Она пошла за своей сумочкой. В-туфлях на высоком каблуке она выглядела еще очень женственно. И ноги не были одеревенелыми, как это обычно бывает у женщин ее возраста. При ходьбе она естественно опиралась рукой о бедро. Годы читались только на лице. Она вынула из сумки несколько купюр и протянула их мне просто так, даже не пересчитав. У меня заныл живот, и мне едва удалось сохранить на лице свою знаменитую улыбку. Мадемуазель Кора была в состоянии паники, бог весть, что с ней творилось, если она в это верила.
— Возьми. Я знаю хорошего фотографа, Симкена. По-моему, он еще жив. Он был самым лучшим. И всех снимал: Ремю, Габена, Гарри Бора.
Голос ее дрожал. Она протягивала мне купюры с таким видом, словно просила милостыню. Я не мог их не взять.
— Я не заставлю тебя заниматься дикцией, это ни к чему. Ты говоришь, как надо. По-парижски, как уличные парни, это необходимо сохранить. Правильная дикция будет неестественной, насилием. А теперь беги. И будь спокоен.

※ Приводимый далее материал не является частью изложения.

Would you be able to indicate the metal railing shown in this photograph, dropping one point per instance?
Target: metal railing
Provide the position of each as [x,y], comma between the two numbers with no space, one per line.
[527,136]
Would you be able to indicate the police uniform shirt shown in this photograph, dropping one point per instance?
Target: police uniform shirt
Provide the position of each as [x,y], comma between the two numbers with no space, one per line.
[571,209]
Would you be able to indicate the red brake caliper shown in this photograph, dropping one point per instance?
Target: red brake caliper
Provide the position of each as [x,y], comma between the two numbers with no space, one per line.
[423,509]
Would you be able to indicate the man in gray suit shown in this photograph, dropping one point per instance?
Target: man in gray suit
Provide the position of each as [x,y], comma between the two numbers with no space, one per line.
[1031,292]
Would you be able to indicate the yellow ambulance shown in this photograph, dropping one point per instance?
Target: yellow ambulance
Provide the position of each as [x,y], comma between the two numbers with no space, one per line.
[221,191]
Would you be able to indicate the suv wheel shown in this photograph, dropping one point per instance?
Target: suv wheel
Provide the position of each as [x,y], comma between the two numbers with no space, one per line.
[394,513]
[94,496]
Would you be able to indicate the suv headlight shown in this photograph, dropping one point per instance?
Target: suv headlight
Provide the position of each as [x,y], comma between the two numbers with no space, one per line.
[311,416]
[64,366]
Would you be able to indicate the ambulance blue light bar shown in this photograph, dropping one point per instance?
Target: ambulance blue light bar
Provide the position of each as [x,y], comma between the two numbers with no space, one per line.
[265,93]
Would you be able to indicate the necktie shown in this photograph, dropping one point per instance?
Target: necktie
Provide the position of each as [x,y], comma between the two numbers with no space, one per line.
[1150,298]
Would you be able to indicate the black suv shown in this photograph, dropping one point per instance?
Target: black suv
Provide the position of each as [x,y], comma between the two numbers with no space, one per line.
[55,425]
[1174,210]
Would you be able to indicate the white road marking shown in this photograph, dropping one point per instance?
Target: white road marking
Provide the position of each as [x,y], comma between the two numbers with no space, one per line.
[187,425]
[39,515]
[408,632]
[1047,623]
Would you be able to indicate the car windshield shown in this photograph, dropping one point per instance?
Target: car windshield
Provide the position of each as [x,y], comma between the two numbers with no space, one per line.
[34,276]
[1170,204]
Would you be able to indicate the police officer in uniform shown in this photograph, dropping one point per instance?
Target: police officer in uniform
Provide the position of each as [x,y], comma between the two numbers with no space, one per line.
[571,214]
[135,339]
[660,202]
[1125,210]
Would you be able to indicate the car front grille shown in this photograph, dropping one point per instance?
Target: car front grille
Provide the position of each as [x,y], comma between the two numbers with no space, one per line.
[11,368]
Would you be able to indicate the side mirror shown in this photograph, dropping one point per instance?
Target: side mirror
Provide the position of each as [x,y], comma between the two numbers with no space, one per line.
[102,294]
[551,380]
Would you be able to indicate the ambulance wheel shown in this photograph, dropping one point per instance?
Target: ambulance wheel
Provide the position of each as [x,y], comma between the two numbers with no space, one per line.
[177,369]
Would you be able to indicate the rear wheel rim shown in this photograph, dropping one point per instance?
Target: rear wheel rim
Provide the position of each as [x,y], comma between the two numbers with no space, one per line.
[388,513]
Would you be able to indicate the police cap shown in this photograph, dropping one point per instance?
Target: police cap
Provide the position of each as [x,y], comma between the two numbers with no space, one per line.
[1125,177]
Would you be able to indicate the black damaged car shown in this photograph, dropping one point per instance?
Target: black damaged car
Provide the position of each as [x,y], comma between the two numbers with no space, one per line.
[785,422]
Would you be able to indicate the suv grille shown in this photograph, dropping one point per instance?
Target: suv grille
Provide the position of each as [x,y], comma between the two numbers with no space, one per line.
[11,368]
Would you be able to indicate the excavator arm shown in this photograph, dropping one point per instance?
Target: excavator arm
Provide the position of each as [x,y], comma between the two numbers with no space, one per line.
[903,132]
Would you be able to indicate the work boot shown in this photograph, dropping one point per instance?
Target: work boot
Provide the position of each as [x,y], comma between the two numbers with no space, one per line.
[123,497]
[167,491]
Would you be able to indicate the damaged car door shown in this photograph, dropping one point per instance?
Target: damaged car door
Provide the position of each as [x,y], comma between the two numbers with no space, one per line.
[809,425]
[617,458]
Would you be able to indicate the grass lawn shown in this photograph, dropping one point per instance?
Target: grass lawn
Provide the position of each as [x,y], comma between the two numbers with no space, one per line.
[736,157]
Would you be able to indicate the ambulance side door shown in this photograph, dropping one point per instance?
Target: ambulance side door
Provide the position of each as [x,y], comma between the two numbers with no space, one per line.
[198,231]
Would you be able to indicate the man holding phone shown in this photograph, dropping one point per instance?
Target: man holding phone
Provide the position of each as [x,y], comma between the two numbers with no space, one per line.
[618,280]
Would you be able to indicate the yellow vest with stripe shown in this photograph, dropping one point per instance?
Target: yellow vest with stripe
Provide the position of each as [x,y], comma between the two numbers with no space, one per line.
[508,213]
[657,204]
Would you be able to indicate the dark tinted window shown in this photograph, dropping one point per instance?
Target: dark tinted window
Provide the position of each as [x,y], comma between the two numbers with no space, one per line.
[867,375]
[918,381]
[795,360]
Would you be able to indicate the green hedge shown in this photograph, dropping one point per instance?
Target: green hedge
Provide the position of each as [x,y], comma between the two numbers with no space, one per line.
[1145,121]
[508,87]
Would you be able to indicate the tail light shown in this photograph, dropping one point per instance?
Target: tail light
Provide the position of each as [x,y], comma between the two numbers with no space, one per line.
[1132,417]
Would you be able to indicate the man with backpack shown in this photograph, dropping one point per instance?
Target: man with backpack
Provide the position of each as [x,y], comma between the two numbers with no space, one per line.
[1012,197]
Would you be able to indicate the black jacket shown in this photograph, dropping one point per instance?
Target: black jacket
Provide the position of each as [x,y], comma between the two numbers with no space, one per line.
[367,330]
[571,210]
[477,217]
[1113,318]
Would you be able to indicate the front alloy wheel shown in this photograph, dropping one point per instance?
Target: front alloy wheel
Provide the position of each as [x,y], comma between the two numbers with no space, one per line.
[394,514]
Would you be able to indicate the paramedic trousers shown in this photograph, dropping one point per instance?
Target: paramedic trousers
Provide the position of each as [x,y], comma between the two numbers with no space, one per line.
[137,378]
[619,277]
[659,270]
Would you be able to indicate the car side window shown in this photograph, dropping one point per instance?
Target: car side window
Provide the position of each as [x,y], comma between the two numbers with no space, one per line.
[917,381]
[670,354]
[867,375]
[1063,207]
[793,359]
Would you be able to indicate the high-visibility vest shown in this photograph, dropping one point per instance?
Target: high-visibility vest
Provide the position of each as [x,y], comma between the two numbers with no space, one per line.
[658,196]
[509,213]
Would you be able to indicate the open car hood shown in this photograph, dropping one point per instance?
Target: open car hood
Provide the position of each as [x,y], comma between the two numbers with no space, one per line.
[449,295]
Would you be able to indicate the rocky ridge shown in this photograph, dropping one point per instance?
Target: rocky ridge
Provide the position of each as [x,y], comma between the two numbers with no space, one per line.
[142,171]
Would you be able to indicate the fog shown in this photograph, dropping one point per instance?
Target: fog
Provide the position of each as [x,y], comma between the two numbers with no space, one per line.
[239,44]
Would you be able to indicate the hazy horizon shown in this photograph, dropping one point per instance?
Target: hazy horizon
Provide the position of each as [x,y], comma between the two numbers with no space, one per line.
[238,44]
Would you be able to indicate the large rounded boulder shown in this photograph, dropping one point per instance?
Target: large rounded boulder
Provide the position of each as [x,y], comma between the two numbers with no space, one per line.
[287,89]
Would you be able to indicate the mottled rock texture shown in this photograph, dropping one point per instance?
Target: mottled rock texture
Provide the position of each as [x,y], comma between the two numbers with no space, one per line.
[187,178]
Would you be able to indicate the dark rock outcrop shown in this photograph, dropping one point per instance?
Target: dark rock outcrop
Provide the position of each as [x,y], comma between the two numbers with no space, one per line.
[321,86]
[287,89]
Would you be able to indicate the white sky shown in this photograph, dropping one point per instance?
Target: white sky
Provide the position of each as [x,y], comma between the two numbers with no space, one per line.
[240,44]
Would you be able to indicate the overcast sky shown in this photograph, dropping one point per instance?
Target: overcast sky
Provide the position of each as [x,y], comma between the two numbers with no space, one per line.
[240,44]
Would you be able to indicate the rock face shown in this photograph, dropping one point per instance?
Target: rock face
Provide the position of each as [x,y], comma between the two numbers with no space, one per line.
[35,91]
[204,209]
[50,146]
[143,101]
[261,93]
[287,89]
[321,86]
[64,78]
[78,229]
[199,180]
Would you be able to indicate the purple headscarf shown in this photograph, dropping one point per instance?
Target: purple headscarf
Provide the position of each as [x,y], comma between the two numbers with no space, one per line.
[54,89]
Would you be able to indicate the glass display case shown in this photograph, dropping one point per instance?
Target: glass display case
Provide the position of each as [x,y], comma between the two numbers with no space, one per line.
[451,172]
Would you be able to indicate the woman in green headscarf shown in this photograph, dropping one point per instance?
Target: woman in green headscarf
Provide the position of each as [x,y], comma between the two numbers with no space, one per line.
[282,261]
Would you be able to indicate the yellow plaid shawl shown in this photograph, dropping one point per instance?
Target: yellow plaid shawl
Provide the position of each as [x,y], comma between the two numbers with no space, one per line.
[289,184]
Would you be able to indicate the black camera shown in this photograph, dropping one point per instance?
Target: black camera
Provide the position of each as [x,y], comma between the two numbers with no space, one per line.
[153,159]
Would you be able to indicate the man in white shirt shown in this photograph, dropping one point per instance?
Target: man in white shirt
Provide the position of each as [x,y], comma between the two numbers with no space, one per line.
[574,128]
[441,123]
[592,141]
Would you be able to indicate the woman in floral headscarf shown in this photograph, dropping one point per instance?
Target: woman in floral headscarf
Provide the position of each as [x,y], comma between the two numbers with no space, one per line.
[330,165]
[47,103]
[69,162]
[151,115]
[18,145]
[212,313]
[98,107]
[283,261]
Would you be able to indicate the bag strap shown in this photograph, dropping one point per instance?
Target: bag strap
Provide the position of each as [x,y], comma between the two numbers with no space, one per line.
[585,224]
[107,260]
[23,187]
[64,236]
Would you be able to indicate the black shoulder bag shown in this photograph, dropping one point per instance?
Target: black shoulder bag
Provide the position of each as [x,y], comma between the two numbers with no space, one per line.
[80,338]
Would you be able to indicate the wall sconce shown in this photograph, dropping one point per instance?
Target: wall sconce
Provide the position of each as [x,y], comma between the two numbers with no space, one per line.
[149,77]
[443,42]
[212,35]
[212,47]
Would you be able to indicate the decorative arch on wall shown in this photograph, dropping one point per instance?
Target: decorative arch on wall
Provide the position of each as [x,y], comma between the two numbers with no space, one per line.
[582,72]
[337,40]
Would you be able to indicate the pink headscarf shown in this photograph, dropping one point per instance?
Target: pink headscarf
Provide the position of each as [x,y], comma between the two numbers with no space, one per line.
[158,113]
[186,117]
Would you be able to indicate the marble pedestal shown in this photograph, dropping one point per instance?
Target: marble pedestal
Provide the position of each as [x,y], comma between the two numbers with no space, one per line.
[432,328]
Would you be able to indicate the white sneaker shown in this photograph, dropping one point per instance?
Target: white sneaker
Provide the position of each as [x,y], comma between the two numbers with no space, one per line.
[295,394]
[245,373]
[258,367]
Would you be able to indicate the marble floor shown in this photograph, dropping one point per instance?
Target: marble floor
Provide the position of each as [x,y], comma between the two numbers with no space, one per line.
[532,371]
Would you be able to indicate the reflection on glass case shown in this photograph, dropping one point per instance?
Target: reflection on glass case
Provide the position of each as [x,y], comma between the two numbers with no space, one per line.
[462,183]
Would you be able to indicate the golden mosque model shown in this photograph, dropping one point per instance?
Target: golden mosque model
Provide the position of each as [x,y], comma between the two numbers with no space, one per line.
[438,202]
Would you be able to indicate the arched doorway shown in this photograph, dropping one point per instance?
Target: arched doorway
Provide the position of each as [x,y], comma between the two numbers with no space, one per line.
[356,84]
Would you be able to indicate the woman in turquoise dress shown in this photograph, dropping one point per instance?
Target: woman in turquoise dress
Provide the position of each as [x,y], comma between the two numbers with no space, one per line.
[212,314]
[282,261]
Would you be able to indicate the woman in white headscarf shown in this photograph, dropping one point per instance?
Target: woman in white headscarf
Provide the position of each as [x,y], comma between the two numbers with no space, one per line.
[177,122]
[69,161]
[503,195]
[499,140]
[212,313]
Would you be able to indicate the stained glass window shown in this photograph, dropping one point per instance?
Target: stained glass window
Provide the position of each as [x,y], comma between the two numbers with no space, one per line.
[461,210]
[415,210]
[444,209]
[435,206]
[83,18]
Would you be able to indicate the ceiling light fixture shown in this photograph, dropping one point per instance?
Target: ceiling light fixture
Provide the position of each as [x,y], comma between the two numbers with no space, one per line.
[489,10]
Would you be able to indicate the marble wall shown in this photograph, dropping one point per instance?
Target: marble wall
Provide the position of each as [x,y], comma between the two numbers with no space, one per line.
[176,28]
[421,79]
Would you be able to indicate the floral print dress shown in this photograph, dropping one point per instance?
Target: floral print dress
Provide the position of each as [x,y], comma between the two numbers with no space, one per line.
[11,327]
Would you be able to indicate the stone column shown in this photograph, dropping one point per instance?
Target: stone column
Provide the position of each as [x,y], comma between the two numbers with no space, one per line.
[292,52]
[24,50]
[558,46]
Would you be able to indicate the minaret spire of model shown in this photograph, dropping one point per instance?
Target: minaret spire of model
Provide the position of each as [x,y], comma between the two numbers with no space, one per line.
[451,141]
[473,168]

И тут она сказала нечто невероятное:
— Я тебя не брошу.
Я ушел. Зашел в первое попавшееся бистро и выпил две рюмки коньяка, чтобы взбодриться. Если бы мое состояние могло материализоваться, у меня капала бы кровь на стойку. Я чувствовал себя как пойманная собака, которая смотрит сквозь решетку на волю. У собак бывает особый взгляд. В нем мольба. Негодяи называют это сентиментальностью.
8
Я не видел мадемуазель Кору десять дней. Она три раза звонила мне в SOS, но я не хотел часто приходить, чтобы она к этому не привыкла. Она размечталась на мой счет, но я понимал, что сильно поощрять ее не следовало, только чуть-чуть, потому что иначе можно погибнуть. Я часто о ней думал, я хотел ей помочь найти какое-нибудь место для выступлений, снова выйти на подмостки — так это у них называется. В один из этих дней мне в очередной раз довелось везти крупнейшего кинопродюсера месье Сальвера. Заказ был сделан накануне, он хорошо ко мне относился, и во время езды мы всегда разговаривали о кино. Я как раз незадолго до этого еще раз посмотрел в «Мак-Магоне» «Суп из утки». Там есть эпизод, поражающий своим великим презрением к опасности, когда Граучо', после того как в комнату через окно влетает бейсбольный мяч, вскакивает на стул, не отложив сигары, и задергивает занавеску, чтобы не ворвался следующий. При этом он становится живым воплощением неодолимого презрения, лучше сыграть это невозможно. Нужно обладать воистину неслыханной, святой наглостью, чтобы так обращаться с пушечными передачами убойной силы, но Граучо этой святой наглости было не занимать. Смерть больше всего не выносит, когда к ней относятся с презрением, когда ею полностью пренебрегают, и это роскошно умел Граучо Маркс. К слову сказать, он уже умер… Так вот, когда я вез в своем такси месье Сальвера в Руасси, у нас было время поговорить, и я им воспользовался, чтобы спросить, знает ли он Кору Ламенэр, звезду довоенных лет. Он сам был из того времени и всю свою жизнь имел дело с актерами.